Every Democrat in Georgia’s delegation voted in favor of the stopgap funding measure, and so did three of the nine House Republicans. The five Georgia Republicans who opposed the measure are U.S. Reps. Andrew Clyde, Mike Collins, Marjorie Taylor Greene, Barry Loudermilk and Rich McCormick. U.S. Rep. Buddy Carter did not vote on the bill.
Read below for a full list of how each lawmaker from Georgia voted, plus any statements they released explaining their thinking.
U.S. Sen. Jon Ossoff, D-Atlanta: “The will of strong bipartisan majorities in both chambers of Congress overcame an extreme MAGA faction in the U.S. House who for weeks had pushed us senselessly toward a shutdown. As I have said for weeks, the only path forward was bipartisanship.”
U.S. Sen. Raphael Warnock, D-Atlanta: “Glad cooler heads have prevailed and we were able to avoid a government shutdown last night. This will give the Senate time to negotiate broader, bipartisan funding legislation that will continue to help Georgia’s families & small businesses thrive.”
U.S. Rep. Rick Allen, R-Augusta: “Our nation is facing a litany of crises due to President Biden’s radical policies. Now is not the time for an unnecessary government shutdown. I have worked tirelessly in Congress to restore regular order in the House, which can now continue.”
U.S. Rep. Sanford Bishop, D-Albany: No public statements, but all Democrats except one supported the stopgap funding measure.
U.S. Rep. Drew Ferguson, R-The Rock: No public statements, but he is generally supportive of Speaker Kevin McCarthy and follows his lead.
U.S. Rep. Hank Johnson, D-Lithonia: No public statements, but all Democrats except one supported the stopgap funding measure.
U.S. Rep. Lucy McBath, D-Marietta: “We have a responsibility to keep the federal government working for the American people. I look forward to continuing our work to advocate for responsible policies that fund our military and veterans, and keep critical government services available.”
U.S. Rep. Austin Scott, R-Tifton: “The bipartisan continuing resolution passed by the House today isn’t perfect, but it prevents a government shutdown for 45 days. Congress will return to Washington on Monday to continue our work to pass responsible appropriations bills.”
U.S. Rep. David Scott, D-Atlanta: No public statements, but all Democrats except one supported the stopgap funding measure.
U.S. Rep.

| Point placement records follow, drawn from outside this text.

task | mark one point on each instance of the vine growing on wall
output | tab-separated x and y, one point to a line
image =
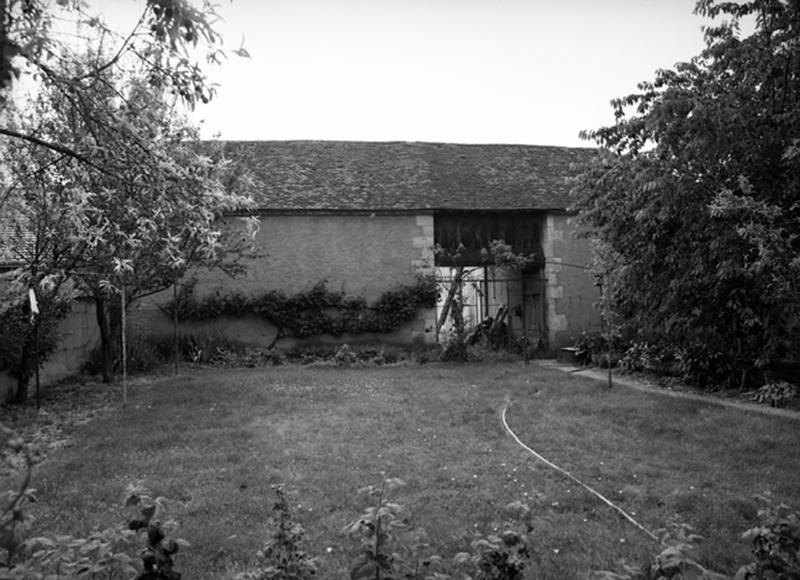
313	312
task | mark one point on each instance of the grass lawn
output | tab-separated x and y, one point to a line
213	441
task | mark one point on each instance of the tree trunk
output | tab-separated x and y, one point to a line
24	370
106	338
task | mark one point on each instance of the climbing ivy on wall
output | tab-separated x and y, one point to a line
313	312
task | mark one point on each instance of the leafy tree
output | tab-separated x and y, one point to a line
146	209
103	179
42	41
694	196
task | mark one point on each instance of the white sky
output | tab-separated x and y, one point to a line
466	71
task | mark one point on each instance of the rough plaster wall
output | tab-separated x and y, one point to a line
361	255
79	335
569	289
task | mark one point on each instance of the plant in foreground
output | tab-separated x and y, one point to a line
283	557
775	546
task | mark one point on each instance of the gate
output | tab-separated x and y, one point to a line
515	298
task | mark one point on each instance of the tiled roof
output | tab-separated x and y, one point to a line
400	176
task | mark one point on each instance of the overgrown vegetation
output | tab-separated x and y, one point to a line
216	440
315	312
28	338
693	199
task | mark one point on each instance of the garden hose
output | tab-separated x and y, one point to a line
591	490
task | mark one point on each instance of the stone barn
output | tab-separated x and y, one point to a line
366	217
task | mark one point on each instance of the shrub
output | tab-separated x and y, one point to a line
345	356
776	394
649	356
703	366
283	556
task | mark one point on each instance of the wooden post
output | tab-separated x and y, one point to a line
175	327
124	351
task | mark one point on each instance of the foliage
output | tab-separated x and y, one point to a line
314	312
591	343
162	44
775	546
116	195
345	356
388	550
24	333
777	394
498	254
375	531
650	356
101	554
283	556
692	198
704	365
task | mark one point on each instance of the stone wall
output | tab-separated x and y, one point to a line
361	255
570	292
79	335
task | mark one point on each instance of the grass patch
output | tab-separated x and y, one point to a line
213	441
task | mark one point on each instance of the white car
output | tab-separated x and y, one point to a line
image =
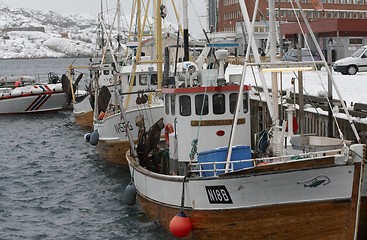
351	65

Nikema Williams, D-Atlanta: “Passing legislation to keep the government open is one of the most fundamental jobs of Congress. That’s why I voted yes: to keep the federal government open for the American people and prevent food from being taken out of the mouths of women and children.”

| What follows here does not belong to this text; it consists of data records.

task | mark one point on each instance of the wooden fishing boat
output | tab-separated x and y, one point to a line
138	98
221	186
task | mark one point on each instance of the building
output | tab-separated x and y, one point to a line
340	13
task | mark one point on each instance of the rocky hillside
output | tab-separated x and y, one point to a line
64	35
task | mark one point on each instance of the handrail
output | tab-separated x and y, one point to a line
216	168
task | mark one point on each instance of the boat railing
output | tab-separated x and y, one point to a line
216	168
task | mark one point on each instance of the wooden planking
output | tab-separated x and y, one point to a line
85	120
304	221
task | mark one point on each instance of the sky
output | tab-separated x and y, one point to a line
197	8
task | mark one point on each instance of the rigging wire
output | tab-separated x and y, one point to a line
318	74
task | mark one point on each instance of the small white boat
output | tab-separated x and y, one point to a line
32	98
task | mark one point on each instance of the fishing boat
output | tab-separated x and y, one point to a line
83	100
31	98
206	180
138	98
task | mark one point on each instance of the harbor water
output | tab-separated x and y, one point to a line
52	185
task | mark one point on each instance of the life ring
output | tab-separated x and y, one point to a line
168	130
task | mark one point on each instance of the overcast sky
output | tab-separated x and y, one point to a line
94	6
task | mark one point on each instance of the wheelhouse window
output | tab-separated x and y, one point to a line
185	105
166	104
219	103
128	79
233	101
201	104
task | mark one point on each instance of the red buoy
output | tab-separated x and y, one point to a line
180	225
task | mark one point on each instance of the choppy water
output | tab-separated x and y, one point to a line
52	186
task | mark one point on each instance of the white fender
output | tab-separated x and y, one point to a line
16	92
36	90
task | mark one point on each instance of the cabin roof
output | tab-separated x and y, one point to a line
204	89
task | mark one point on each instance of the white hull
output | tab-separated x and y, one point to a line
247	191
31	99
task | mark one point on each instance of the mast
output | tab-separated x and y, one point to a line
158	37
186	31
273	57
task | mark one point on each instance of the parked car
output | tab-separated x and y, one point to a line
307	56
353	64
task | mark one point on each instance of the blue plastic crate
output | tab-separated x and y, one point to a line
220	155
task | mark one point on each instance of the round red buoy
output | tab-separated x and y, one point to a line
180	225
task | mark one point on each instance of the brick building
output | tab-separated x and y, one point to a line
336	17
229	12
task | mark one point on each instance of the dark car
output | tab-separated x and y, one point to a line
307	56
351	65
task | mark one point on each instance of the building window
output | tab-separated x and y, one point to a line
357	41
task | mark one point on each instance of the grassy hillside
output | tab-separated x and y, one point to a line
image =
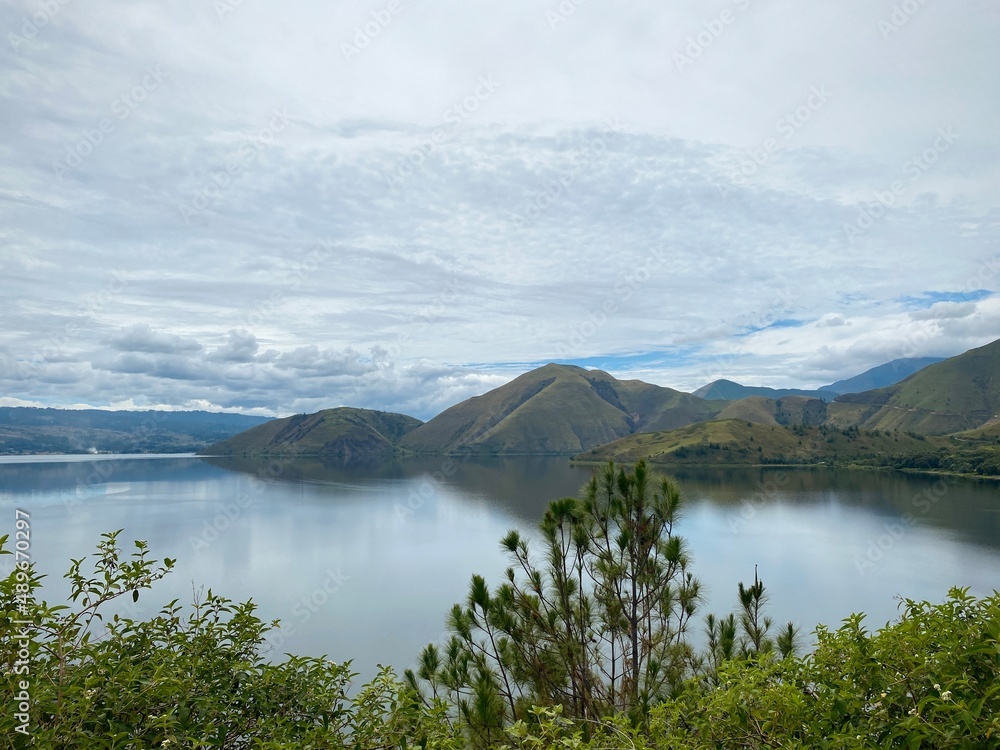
957	394
732	441
557	409
792	410
353	434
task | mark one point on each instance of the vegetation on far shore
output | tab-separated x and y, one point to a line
584	644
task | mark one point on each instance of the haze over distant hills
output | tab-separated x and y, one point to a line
728	390
568	410
877	377
35	430
882	376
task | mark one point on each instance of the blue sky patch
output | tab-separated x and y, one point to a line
927	299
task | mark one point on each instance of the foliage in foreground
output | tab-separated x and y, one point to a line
196	678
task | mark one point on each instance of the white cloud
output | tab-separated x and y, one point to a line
263	224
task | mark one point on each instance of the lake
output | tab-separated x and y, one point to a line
363	563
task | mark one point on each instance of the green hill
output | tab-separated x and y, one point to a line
733	441
557	409
791	410
353	434
957	394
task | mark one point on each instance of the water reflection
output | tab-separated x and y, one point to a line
401	538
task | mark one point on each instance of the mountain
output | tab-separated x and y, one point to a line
40	430
734	441
727	390
346	432
957	394
787	411
882	376
557	409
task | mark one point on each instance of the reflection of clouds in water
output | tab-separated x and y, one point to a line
401	578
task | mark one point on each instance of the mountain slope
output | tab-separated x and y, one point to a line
556	409
882	376
957	394
733	441
354	434
727	390
791	410
38	430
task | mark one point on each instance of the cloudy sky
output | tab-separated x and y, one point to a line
398	204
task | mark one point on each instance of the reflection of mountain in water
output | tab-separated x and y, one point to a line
524	485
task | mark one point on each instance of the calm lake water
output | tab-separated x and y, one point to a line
363	563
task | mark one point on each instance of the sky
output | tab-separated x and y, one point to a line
276	208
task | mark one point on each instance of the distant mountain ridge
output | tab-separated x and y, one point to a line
957	394
26	430
877	377
728	390
350	433
557	409
882	376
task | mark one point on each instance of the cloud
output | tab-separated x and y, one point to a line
226	209
242	346
142	338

U.S. Rep. Andrew Clyde, R-Athens: “I’m a HARD NO on the ‘clean’ CR. The American people didn’t give us the majority to continue Nancy Pelosi’s bloated spending levels or advance the Left’s radical policies that are destroying our nation.”
U.S. Rep. Mike Collins, R-Jackson: “I have repeatedly said I would not support a clean continuing resolution —especially one that does not reduce spending, secure our border, or provide a clear roadmap to passing the remaining appropriations bills. Today was an easy NO for me.”
U.S. Rep. Marjorie Taylor Greene, R-Rome: “I’m not going to fund a government that has a weaponized Department of Justice that is constantly prosecuting President Trump, pro-life protesters, and anybody they deem a political enemy, all while ignoring the murders and rapes and nonstop crime that happens here in our nation’s capital. I’m not going to fund a government that doesn’t care about our own border, but that worships Ukraine.”
U.S. Rep. Barry Loudermilk, R-Cassville: “It’s important to keep government up and running, but it’s also important to cut spending and secure our southern border, because both crises are threats to our national security. ... I voted against the continuing resolution which passed on Saturday because it failed to address these important issues.”
U.S. Rep. Rich McCormick, R-Suwanee: “I voted against today’s last minute ‘Hail Mary’ because continuing the reckless Pelosi/Biden spending for 45 more days is simply not acceptable. We must reduce the size of government. Manufactured crises are how the political elites win and those we are entrusted to serve lose.”
U.S. Rep. Buddy Carter, R-Pooler: “I am thrilled that the House acted in a bipartisan manner to keep the government open and funded. We have a lot of work to do between now and November, and this continuing resolution will give us additional time to end the reckless spending that Washington Democrats continue forcing on Americans.”